A Comprehensive Multi-Scenario Routing Algorithm Based on Fuzzy Control Theory in Opportunistic Social Network

Abstract

With the flourishing of big data and the 5G era, the amount of data to be transmitted in the communication process is increasing, and end-to-end communication in traditional social networks has been unable to meet the current communication needs. Therefore, in order to improve the success rate of data forwarding, social networks propose that the sender of the message should reasonably choose the next hop node. However, existing routing and forwarding algorithms do not take into account nodes that are live in different scenarios, and the applicable next hop node metrics are also different.

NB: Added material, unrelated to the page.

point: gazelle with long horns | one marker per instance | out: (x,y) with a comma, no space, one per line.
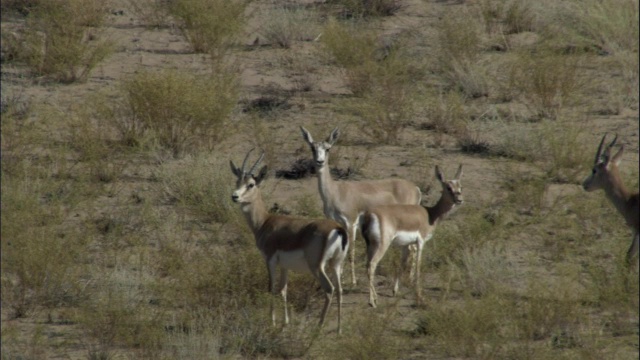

These algorithms only consider the forwarding preferences of the nodes during working hours and do not consider the forwarding preferences of the nodes during non-working hours. We propose a routing algorithm based on fuzzy decision theory, which aims at a more accurate decision on selecting the next hop. A routing and forwarding algorithm based on fuzzy decision is proposed in this paper. This algorithm symmetrical divides scenes in opportunistic social networks into working time and non-working time according to real human activity. In addition, metrics are designed symmetrically for these two scenarios. Simulation results demonstrate that, in the best case, the proposed scheme presents an average delivery ratio of 0.95 and reduces the average end-to-end delay and average overhead compared with the epidemic routing algorithm, the EIMSTalgorithm, the ICMT algorithm, and the FCNSalgorithm.